SEOUL, South Korea — In a show of force following weeks of North Korean bluster, the U.S. on Thursday took the unprecedented step of announcing that two of its nuclear-capable B-2 bombers joined joint military drills with South Korea, dropping dummy munitions on an island range.

The announcement is likely to further enrage Pyongyang, which has already issued a flood of ominous statements to highlight displeasure over the drills and U.N. sanctions over its nuclear test last month. But there were signs Thursday that it is willing to go only so far.

A North Korean industrial plant operated with South Korean know-how was running normally, despite the North’s shutdown a day earlier of communication lines ordinarily used to move workers and goods across the border. At least for the moment, Pyongyang was choosing the factory’s infusion of hard currency over yet another provocation.
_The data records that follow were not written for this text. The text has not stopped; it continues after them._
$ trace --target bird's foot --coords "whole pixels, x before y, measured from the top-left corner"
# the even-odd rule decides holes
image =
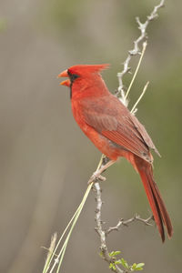
[[[101,176],[100,172],[95,172],[92,177],[90,177],[89,181],[88,181],[88,184],[91,184],[91,183],[96,183],[98,180],[100,181],[106,181],[106,178],[103,176]]]

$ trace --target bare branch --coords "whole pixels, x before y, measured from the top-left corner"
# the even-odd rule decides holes
[[[151,220],[154,220],[154,217],[153,215],[151,215],[147,219],[143,219],[140,217],[139,215],[136,214],[132,218],[130,219],[127,219],[127,220],[124,220],[123,218],[120,219],[117,223],[117,225],[116,227],[111,227],[109,228],[106,231],[106,234],[109,234],[110,232],[112,231],[118,231],[119,230],[119,228],[121,228],[121,226],[125,226],[125,227],[128,227],[128,225],[132,222],[135,222],[135,221],[140,221],[142,223],[144,223],[145,225],[147,226],[153,226],[150,221]]]
[[[100,250],[102,253],[103,258],[108,263],[112,263],[115,261],[114,258],[109,256],[108,248],[106,246],[106,233],[103,230],[102,220],[101,220],[101,208],[102,208],[102,199],[101,199],[101,188],[98,182],[94,184],[94,187],[96,192],[96,230],[100,238]],[[116,270],[112,269],[116,273],[125,273],[126,271],[122,270],[117,265],[115,266]]]
[[[158,16],[157,11],[159,8],[164,6],[164,3],[165,3],[165,0],[161,0],[159,5],[157,5],[154,7],[153,11],[147,16],[147,19],[146,20],[145,23],[141,23],[139,17],[136,18],[136,23],[138,24],[138,28],[140,30],[140,35],[138,36],[138,38],[136,40],[134,41],[134,48],[132,50],[128,51],[128,56],[127,56],[126,59],[125,60],[125,62],[123,63],[123,71],[117,73],[119,86],[116,91],[116,96],[118,97],[120,97],[122,101],[126,100],[126,92],[125,92],[125,86],[124,86],[124,83],[123,83],[123,76],[130,71],[129,63],[131,61],[132,56],[141,54],[140,48],[139,48],[139,44],[144,39],[147,40],[147,25],[152,20],[154,20],[155,18],[157,18]],[[125,105],[127,106],[128,102],[126,101]]]

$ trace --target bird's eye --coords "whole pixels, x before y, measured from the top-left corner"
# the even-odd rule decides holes
[[[69,76],[69,78],[70,78],[72,84],[73,84],[73,82],[74,82],[77,77],[79,77],[79,76],[76,75],[76,74],[71,74],[71,73],[69,72],[69,70],[67,71],[67,74],[68,74],[68,76]]]

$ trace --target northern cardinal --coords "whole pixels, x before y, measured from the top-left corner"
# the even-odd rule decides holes
[[[173,228],[153,177],[150,148],[159,155],[145,127],[121,101],[112,95],[100,71],[108,65],[78,65],[58,75],[68,77],[61,85],[70,87],[72,111],[76,121],[111,164],[126,157],[139,173],[162,241],[164,226],[168,238]],[[109,163],[110,164],[110,163]]]

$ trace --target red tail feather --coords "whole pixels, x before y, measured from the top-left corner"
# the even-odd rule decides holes
[[[135,161],[136,168],[140,174],[154,215],[155,221],[158,228],[158,231],[160,233],[162,241],[164,242],[165,231],[163,224],[167,227],[169,238],[171,238],[173,234],[173,228],[160,192],[157,188],[157,184],[154,181],[152,166],[145,160],[139,158],[138,157],[136,157]]]

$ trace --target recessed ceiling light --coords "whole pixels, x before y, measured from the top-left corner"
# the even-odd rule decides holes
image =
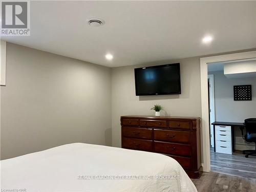
[[[89,18],[87,19],[87,22],[90,26],[99,27],[103,25],[105,22],[104,20],[96,17]]]
[[[204,44],[208,44],[212,40],[213,38],[211,36],[206,36],[202,39],[202,41]]]
[[[105,57],[106,57],[106,59],[108,60],[112,60],[113,56],[110,53],[108,53],[106,55],[105,55]]]

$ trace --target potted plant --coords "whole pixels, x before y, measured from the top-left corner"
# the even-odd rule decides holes
[[[159,104],[155,104],[154,106],[151,108],[152,110],[155,110],[156,111],[155,116],[159,117],[160,116],[160,111],[161,110],[163,110],[163,108]]]

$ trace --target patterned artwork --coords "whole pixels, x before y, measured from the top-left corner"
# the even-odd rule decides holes
[[[251,101],[251,85],[234,86],[234,101]]]

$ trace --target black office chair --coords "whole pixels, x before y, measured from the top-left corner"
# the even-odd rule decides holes
[[[246,134],[243,138],[245,139],[247,142],[255,143],[255,150],[244,150],[243,154],[245,154],[245,157],[248,158],[248,156],[256,154],[256,118],[247,119],[244,120],[245,124],[245,130]]]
U.S. Forces Korea said in a statement that the B-2 stealth bombers flew from a U.S. air base in Missouri and dropped dummy munitions on the South Korean island range before returning home. It was unclear whether America’s stealth bombers were used in past annual drills with South Korea, but this is the first time the military has announced their use.

The statement follows an earlier U.S. announcement that nuclear-capable B-52 bombers participated in the joint military drills.

In Washington, State Department spokeswoman Victoria Nuland said the U.S. was making sure its defenses were “appropriate and strong” as North Korea continues to test and seeks to extend the reach of its weaponry.

“When a country says the kind of things that the DPRK is saying, you have to take it seriously,” Nuland told reporters Thursday, referring to the North by its formal name, the Democratic People’s Republic of Korea. “You have to ensure that when you say in response we can and will defend our nation and we can and will defend our allies, that that is credible.”

North Korea has already threatened nuclear strikes on Washington and Seoul in recent weeks. It said Wednesday there was no need for communication in a situation “where a war may break out at any moment.” Earlier this month, it announced that it considers void the armistice that ended the Korean War in 1953.